New prototype exoskeletons for industrial workers
Researchers at IIT-Istituto Italiano di Tecnologia (Italian Institute of Technology) and INAIL (Italian Worker's Compensation Authority) have designed and created innovative prototypes of wearable robotic exoskeletons for industrial use to make work in the industrial and manufacturing sectors safer. Via electric motors and artificial intelligence algorithms, these wearable robotic devices will assist workers engaged in the most physically demanding tasks, significantly reducing the effort required by up to 40% and lowering the percentage of accidents at work and chronic occupational disorders. Researchers are starting to test the prototypes in real scenarios and are planning further development in order to reach the technological level required to bring them to the market in few years.
In Italy, occupational injuries affecting the musculoskeletal system are the most frequent complaints in the workplace: 68% of the occupational injuries reported to INAIL are related to the musculoskeletal system. Of this percentage, the largest share (about 41%) concerns the spinal column.

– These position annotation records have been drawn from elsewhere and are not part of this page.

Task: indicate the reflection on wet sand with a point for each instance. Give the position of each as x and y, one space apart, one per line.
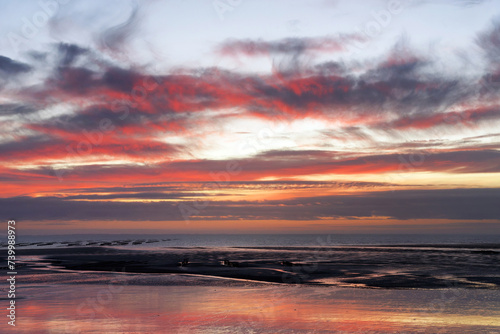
123 308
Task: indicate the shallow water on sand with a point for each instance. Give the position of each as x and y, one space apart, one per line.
123 308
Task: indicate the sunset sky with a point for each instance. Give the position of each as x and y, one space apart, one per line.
252 116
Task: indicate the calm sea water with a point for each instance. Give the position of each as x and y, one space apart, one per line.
262 240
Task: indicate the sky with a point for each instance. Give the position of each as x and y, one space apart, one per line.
239 116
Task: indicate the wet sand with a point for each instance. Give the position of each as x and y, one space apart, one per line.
383 289
125 308
369 267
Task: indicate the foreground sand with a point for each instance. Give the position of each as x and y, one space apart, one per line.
120 307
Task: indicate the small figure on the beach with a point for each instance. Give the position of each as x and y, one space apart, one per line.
228 263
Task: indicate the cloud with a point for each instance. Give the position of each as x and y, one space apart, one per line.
291 46
458 204
11 67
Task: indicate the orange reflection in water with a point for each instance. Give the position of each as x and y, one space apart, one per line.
267 309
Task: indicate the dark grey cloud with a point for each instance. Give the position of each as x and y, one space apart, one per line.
9 109
11 67
69 53
456 204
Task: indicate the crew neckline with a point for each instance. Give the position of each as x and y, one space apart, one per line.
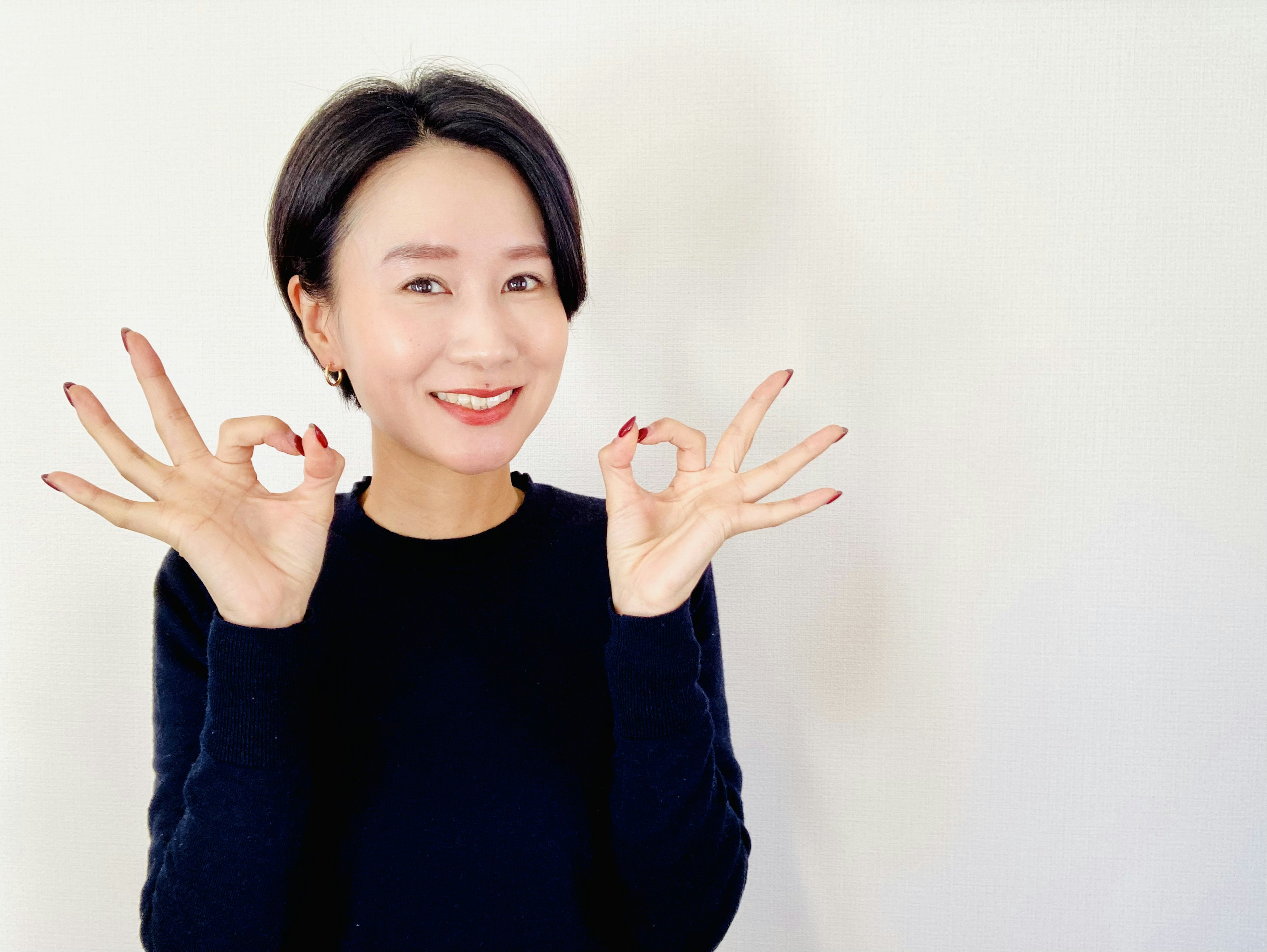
508 536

Researchers at IIT and INAIL are working together to find solutions that may help workers in the near future. The new wearable robotic technologies address the most common areas of concern: the first one, named XoTrunk, provides support for the lower-back; the second one, XoShoulder, targets the shoulders; and the third one, XoElbow, reinforces the elbows. Researchers studied the distribution of forces and overexertion of the body while workers executed specific tasks. Using this information, they designed exoskeletons to respond to those stresses, limiting possible musculoskeletal injury. At the same time, researchers studied the interaction between the human body and the three exoskeletons, acquiring important information that will permit them to improve the prototypes and make them ready for market launch.
The three prototypes are a result of the Collaborative Cybernetic Systems project carried out by IIT's XoLab research team (Wearable Robots, Exoskeletons and Exosuits Laboratory) led by Jesús Ortiz, with cooperation and support from the INAIL Department of Technological Innovation and Safety of Plants, Products and Anthropogenic Installations led by Carlo De Petris.

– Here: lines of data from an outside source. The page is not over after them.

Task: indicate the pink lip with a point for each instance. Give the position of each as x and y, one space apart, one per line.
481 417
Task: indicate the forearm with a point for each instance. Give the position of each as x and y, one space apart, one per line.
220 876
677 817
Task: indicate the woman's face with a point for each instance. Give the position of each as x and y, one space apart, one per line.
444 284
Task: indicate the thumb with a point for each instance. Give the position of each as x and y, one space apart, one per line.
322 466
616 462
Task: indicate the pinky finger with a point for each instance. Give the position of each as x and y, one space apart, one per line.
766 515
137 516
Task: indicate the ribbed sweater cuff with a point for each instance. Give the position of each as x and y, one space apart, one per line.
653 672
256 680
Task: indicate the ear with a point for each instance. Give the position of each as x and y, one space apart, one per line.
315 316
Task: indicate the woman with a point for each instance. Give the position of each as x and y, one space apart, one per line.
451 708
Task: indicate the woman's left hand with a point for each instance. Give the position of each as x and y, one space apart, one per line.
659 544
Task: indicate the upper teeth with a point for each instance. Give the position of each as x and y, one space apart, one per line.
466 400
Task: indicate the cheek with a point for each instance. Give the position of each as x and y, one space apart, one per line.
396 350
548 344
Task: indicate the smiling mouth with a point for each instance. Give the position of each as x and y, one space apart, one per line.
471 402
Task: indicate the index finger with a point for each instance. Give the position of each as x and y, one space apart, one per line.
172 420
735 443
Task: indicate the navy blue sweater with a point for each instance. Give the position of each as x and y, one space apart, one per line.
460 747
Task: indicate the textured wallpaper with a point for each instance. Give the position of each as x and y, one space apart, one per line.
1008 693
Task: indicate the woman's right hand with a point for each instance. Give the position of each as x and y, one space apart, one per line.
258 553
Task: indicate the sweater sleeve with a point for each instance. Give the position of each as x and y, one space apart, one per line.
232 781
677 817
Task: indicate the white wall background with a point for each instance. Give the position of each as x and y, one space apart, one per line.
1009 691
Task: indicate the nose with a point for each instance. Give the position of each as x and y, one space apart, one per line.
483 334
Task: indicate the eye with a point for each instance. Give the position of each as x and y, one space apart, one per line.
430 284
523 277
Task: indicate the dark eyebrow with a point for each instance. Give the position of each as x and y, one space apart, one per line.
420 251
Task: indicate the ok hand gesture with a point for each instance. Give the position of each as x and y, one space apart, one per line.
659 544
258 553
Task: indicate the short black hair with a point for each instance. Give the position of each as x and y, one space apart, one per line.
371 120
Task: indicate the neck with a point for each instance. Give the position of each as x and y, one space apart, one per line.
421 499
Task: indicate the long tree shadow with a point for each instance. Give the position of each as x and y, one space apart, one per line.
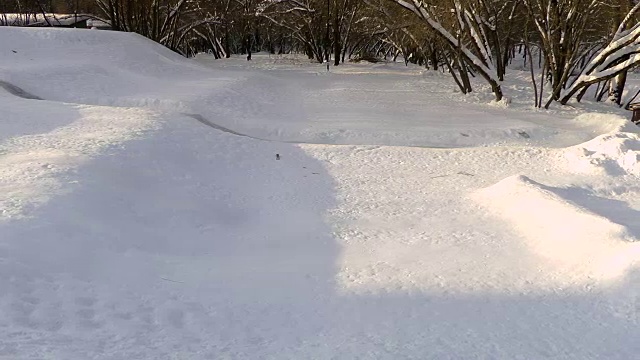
197 244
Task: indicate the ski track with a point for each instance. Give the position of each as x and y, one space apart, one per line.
136 233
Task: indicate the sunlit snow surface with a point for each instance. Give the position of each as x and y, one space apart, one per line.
401 221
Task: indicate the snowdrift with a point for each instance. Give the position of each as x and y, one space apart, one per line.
614 153
267 100
561 226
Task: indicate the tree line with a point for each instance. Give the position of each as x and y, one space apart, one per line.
568 46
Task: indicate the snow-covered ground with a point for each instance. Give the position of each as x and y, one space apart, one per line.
143 213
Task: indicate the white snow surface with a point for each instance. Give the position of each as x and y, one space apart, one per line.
143 213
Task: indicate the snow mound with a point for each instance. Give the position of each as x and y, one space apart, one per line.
564 227
610 154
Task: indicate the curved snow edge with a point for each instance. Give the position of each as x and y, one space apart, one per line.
555 227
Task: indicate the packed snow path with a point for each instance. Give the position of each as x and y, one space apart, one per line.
140 233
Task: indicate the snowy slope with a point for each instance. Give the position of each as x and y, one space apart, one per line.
129 230
386 104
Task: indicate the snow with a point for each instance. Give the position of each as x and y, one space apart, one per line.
141 216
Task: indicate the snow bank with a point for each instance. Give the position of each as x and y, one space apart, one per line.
614 153
582 239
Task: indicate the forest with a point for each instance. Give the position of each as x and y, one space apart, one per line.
568 46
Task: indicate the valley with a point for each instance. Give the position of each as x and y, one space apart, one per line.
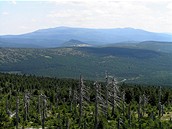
136 65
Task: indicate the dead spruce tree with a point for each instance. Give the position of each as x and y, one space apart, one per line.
97 98
111 94
43 106
26 105
160 106
114 94
17 110
83 97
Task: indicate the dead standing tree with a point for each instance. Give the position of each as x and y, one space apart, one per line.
26 105
44 105
83 98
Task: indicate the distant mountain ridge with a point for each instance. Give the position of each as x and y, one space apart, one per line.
56 37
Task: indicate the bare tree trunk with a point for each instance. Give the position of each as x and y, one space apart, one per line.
17 109
80 100
129 113
96 107
43 115
139 112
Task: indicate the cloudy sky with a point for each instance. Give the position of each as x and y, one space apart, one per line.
22 16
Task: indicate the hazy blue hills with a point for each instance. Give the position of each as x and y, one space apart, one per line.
135 65
56 37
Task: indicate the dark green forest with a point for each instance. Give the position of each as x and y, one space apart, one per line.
28 101
135 65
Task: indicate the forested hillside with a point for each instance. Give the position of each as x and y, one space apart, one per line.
135 65
43 102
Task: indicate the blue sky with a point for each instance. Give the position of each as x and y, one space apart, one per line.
23 16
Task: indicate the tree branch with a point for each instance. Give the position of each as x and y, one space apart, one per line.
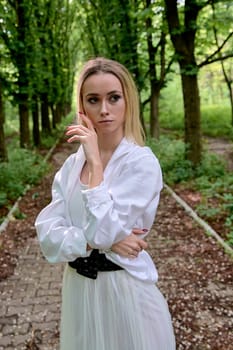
210 59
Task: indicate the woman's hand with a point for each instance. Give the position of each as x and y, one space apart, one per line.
131 246
87 136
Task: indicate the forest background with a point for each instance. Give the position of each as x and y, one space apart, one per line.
180 54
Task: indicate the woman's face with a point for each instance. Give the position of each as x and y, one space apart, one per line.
104 103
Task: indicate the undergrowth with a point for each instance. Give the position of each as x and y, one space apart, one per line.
211 178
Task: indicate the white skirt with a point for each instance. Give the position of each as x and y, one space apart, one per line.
113 312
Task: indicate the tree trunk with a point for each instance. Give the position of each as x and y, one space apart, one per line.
154 112
45 122
183 39
192 117
3 150
24 121
35 118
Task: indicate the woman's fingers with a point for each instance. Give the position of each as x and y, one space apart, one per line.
139 231
86 120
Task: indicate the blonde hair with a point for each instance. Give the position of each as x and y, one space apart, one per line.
133 128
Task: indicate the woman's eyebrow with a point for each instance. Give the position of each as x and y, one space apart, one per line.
109 93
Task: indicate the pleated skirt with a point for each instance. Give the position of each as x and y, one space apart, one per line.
113 312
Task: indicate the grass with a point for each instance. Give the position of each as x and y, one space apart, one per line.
25 167
211 179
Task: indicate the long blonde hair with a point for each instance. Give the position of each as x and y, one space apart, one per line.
133 128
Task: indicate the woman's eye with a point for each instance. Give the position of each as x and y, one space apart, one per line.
114 98
92 100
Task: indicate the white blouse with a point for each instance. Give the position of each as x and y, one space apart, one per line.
127 198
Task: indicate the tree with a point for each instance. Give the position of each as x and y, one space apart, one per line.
183 35
3 151
228 75
157 65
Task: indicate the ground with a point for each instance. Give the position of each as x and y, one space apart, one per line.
195 274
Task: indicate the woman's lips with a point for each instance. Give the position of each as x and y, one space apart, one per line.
105 121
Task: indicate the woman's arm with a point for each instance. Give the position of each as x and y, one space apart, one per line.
130 201
59 239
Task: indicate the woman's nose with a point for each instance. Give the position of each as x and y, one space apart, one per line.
104 108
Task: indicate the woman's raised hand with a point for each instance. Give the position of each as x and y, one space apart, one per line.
86 135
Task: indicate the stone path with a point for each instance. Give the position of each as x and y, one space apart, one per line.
30 303
195 276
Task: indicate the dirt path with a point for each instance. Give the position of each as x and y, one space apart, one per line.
195 275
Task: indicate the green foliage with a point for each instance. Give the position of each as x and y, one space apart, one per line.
216 120
24 168
211 178
171 156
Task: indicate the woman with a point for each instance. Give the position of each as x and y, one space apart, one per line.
104 200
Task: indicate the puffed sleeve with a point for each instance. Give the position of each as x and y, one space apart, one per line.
58 238
112 211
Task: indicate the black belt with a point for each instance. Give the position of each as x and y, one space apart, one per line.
89 266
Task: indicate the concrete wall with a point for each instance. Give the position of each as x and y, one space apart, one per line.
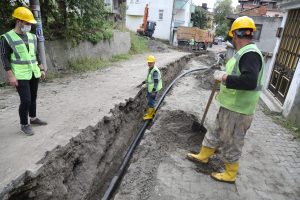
133 22
162 29
291 107
59 52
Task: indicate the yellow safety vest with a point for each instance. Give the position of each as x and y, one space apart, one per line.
241 101
23 61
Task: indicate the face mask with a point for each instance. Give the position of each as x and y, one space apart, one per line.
26 28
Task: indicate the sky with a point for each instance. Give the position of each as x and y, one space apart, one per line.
210 3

XoTrunk was designed to reduce the strain of repetitive load-lifting actions for weights of up to 20 kg, and more generally it is dedicated to all those jobs that could fatigue the operator's back. In addition, it is the only device of its kind that can also provide support for pulling operations, which are very common in the logistics sector. The exoskeleton, weighing 6.5 kg, is fitted with two electric motors with a total power of 200 Watts and a torque of 30 N/m each. XoTrunk can also be used in synergy with XoKnee, a soft exoskeleton that connects to the robot and offers the operator even greater support during repetitive load-lifting tasks.

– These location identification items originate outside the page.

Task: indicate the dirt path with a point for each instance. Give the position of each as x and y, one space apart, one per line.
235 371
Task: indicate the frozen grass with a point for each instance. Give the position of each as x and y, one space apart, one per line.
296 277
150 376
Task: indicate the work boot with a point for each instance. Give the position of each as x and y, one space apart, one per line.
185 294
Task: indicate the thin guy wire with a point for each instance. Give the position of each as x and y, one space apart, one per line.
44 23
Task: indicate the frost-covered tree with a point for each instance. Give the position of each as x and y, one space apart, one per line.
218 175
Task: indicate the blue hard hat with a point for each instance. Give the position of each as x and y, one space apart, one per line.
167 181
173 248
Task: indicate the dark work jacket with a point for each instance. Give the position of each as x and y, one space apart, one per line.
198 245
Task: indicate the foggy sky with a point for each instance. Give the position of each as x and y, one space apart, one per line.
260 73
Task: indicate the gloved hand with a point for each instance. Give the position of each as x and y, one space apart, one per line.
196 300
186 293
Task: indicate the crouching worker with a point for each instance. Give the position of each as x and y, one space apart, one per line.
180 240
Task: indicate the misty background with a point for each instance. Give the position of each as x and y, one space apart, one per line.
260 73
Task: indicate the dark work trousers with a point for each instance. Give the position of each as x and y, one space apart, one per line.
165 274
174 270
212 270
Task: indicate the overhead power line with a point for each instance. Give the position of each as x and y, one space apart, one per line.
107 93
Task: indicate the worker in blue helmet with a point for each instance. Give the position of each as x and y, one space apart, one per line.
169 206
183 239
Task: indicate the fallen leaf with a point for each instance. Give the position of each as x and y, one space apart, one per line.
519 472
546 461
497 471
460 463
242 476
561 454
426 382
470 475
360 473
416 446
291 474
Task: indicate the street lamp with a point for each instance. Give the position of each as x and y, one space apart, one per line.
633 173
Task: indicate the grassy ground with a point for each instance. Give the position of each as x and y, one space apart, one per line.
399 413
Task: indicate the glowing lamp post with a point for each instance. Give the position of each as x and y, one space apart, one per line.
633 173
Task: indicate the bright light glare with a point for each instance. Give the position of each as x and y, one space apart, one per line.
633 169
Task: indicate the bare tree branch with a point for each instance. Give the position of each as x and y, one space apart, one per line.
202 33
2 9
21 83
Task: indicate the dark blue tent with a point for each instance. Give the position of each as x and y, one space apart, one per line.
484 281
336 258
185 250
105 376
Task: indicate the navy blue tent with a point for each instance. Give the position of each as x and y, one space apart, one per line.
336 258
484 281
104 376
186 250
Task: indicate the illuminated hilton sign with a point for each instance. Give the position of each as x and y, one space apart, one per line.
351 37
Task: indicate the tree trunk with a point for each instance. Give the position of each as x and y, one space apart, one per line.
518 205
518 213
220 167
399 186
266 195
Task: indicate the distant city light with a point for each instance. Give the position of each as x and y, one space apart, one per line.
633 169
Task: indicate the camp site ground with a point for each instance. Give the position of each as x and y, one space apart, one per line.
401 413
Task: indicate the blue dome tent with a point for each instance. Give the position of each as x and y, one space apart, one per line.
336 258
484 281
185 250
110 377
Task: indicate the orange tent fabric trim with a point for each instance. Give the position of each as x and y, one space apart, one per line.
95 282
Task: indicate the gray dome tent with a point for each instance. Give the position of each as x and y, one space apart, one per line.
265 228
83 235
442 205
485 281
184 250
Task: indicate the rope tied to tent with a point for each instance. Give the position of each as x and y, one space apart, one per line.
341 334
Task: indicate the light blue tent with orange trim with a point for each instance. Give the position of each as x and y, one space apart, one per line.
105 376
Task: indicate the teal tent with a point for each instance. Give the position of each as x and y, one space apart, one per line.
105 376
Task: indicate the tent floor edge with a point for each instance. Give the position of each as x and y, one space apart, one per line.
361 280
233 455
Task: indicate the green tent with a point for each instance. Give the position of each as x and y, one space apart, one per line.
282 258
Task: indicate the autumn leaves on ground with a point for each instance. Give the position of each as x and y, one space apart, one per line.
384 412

XoShoulder was developed to meet the needs of people who exert their shoulders in the course of their daily work. The typical scenario is that of a mechanical workshop scenario where the operators are working under vehicles placed on car lifts and are subjected to shoulder fatigue because they have to hold heavy tools above shoulder level for prolonged periods of time. The prototype, which weighs about 7.7 kg and is equipped with two 70-watt motors with a torque of 12 N/m each, currently represents a unique design from a mechatronic and control point of view.
XoElbow is a prototype that helps lifting weights close to the operator's body. An example of its application would be lifting heavy tires to fit them on a car on an automotive lift. It is equipped with the same motors as XoShoulder and weighs about 7 kg. Similarly to XoShoulder, this device presents unique characteristics in the field of exoskeletons.
All three wearable robots are made of engineering plastics and aluminum alloys usually employed for aerospace applications, and they are designed for the principal industrial contexts in which operators, both male and female, are likely to put excessive stress onto their musculoskeletal systems: manufacturing, maintenance, food processing, logistics, construction, and agriculture.
These prototypes use artificial intelligence algorithms to provide the appropriate assistance according to the type of work and the way in which it is performed. Another feature common to all these devices and fundamental for this type of equipment is transparency. In fact, the robots should not hinder or limit mobility, but come into operation only for the most demanding tasks, providing support for the workers' musculoskeletal system.
At present, XoTrunk is undergoing initial testing at selected companies for field trials and, by means of an IIT start-up project (Proteso) that has been launched this year, it is expected to be placed in the market over the next months. XoElbow and XoShoulder will start their real-life scenario testing over the next few months, and it is expected that they could be available in the market in the next few years.